|Vessel Make/Model:||Outbound 46|
After 13 days and a few hours, we've arrived in the Caribbean. We anchored yesterday afternoon in Sainte Anne bay at the southern end of Martinique. It's a popular anchorage, which in this part of the world means well over a hundred one yachts at anchor! Plan to head ashore in the dingy this morning for some pain au chocolat and cffee and to check-in; apparently this can be done at any computer terminals locked at numerous bars/ cafes ashore - much more civilised that Heathrow airport and very French! Well's that's all from me for now on his blog until our next long passage - over to Nichola on foursaltyseadogs! PS Not quite so salty after a squall this morning!
All's well that ends well! Only 15 miles to go, but still cannot see either Martinique or St Lucia! After some of the largest swell/ waves to date the sea calmed considerably last night and we had a lovely moonlit sail over smooth seas with the Code Zero up. Ran through some of the largest patches we have seen of seaweed this morning; everything goes very quiet - pretty weird! Hope to arrive in Martinique - either anchor for a night or go straight to Marin Marina - early this afternoon.
All still ship shape aboard Parati. Wind, as forecast, veered to the south east this morning (what happened to the north east trades!?) and we gybed for the first time (onto port) and took down the pole - an hour long manoeuvre with only minimal screaming and shouting! Now heading for the southern end of Martinique and hope to arrive sometime tomorrow. Amazingly, we are still in the (sea)weeds; global warming, storm debris, Sargasso sea....??
All still going well aboard Parati. Not much to report over the last 24 hours. Wind has picked up a bit recently and we have covered 180 nautical miles in each of the last two days (around 150 miles a day prior to that). A bit squally this morning with gusts up to 35 knots. Still in the (sea)weeds and so servo-pendulum wind steering continues to be out of action! Yesterday's position and blog posting were sent via a radio station in North Carolina and previous posts were sent via stations in Belgium, Nova Scotia and Trinidad; the radio station used depends on propagation (how well the radio waves bounce off the ionosphere) and amount of radio traffic (how busy) - in case you were interested!
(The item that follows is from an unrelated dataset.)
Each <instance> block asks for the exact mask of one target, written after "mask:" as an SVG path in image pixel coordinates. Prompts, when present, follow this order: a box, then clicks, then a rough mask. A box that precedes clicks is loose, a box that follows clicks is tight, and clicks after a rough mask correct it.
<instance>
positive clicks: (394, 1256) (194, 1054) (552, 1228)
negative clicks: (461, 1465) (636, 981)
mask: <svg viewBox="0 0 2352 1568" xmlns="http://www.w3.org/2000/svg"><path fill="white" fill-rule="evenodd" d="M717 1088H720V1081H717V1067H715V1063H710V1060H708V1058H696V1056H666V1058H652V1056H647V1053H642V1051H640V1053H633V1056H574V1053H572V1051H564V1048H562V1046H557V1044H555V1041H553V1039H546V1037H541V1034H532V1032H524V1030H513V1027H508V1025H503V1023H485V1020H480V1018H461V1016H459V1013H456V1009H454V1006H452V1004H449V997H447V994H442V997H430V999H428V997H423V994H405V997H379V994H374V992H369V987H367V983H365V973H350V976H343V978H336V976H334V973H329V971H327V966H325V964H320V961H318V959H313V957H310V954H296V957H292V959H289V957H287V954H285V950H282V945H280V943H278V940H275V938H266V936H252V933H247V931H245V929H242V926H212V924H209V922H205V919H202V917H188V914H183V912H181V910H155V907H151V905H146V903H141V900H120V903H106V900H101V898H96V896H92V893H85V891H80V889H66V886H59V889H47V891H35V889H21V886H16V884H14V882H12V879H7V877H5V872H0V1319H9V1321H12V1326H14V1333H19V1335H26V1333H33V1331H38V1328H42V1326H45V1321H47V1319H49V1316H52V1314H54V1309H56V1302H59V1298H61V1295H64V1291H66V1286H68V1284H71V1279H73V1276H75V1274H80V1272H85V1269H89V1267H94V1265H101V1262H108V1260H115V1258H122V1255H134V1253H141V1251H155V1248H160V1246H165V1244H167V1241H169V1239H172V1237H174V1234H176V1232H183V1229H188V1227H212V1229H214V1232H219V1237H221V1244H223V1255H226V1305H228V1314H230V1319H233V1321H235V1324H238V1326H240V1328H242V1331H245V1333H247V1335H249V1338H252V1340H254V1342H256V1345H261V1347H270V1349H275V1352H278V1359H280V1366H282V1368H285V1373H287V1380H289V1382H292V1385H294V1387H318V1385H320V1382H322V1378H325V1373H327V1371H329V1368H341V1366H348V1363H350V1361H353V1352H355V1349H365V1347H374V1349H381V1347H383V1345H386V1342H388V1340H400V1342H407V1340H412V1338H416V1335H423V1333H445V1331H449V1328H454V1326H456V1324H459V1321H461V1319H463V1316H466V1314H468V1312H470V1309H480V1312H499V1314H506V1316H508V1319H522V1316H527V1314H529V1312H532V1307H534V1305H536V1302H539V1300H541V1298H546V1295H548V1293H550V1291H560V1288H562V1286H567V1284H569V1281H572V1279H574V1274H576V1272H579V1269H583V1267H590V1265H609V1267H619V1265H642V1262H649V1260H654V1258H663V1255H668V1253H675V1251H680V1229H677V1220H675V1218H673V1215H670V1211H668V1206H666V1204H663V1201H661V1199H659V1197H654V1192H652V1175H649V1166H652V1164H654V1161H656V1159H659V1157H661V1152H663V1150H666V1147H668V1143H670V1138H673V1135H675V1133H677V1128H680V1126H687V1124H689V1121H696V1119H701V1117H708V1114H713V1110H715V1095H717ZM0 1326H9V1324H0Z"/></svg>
All still good aboard Parati. Not much to report in last 24 hours. It started a bit rough and windy yesterday morning and thought we would be in for a hard day, but conditions soon calmed and we had a lovely day of trade wind sailing in glorious sunshine. Seaweed still causing problems for wind steering blade and currently we are using electronic autohelm. Great excitement this morning as we spotted on AIS our first ship (a tanker headed for Houston) for over a week; it was 25 miles away so, unfortunately, we couldn't see it! Nichola still a bit insufferable after hearing about England's rugby success from her sister (in an email via the satellite phone)! Also wondering whether an Exit from Brexit is on the horizon yet!
All still going well aboard Parati and coping with an increase in wind today. Quite an eventful last 24 hours. At least two whales (not sure if more as they came close and went away frequently) swam alongside and around the boat yesterday morning for about half an hour, surfing with the swell. Not sure what type - around 10m long, long beaks, short dorsal fins, white bellies and long pectoral fins - Minke maybe; will have to check later. Nichola said it was worth crossing the Atlantic just for that experience alone! Also, we were very impressed with the dogs who smelt the whales a lone time before we were able to see them. Later, in the afternoon around 50 dolphins swam around the boat and under the bow for about 10 minutes; often up to six abreast and looking like synchronized swimmers! Finally, just before dusk we ran into a large area covered in seaweed, which unfortunately kept getting caught on the blade of our mechanical wind steering system and putting us off course. Consequently, we had to resort to modern technology and switch on the electronic autopilot!